The Wall Street Journal reports that Sony is once again working on a pay-TV service that would offer a slate of live TV channels to subscribers, presumably through their PlayStation consoles. It’s been down this road before to no avail, but the Journal says Sony is indeed negotiating with media companies for the right to stream their channels live online.
If Sony could get it to work — and if the cable operators who control the data-to-the-home pipelines (and who are no longer constrained by net neutrality rules) don’t block or throttle access to the service — it could be a huge coup in terms of opening up competition to existing cable monopolies. Those who have ditched cable and gone online-only for their video entertainment have very little, if any, access to live TV. Even ABC, which has made parts of its live feed available online in real-time, requires viewers of the live stream to log in via their cable provider, meaning those people without cable are locked out.
The big question would be the cost and variety of channels made available to users. If Sony charges a premium for a service that could be acquired from a cable provider for less money, or if the channel lineup is just as bloated as existing cable menus with stations no one watches, it may be a tough sell to cord-cutting consumers who seek a high level of customization in their entertainment options.

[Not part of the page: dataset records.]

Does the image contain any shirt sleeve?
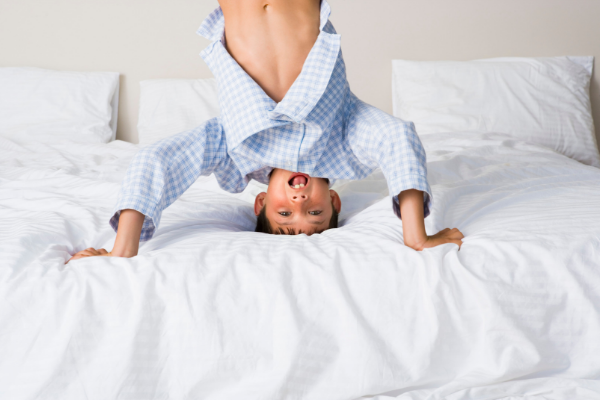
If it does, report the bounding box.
[345,95,433,218]
[109,118,227,242]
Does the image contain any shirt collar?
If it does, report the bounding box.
[197,0,340,149]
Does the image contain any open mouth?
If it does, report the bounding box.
[288,172,310,189]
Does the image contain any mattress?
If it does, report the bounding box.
[0,132,600,400]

Without a doubt, the future of live TV is online. All the major cable and satellite providers have been making more and more live TV available to users, and Dish is reportedly working on an over-the-top online TV system that would be separate from its satellite offerings.
In addition to the planned pay-TV service, and perhaps as part of it, Sony is working on its first piece of original programming made specifically for PlayStation users.
According to the Journal, it’s a one-hour supernatural drama series, “Powers.” It will be produced by Sony Pictures Television and would be made available in some form to users of the PlayStation Network. At this point it’s not known if it would be free to all PSN users, or free to premium PlayStation Plus members with regular PSN users having to pay for access.
Sony Entertainment CEO Michael Lynton says Powers, a mix of superhero fantasy, police procedurals and crime noir, “overlays extremely well with the demographics of the PlayStation.”
Or it could be a disaster that panders to a huge corporation’s notion of what gamers want to watch. Won’t know until we see it.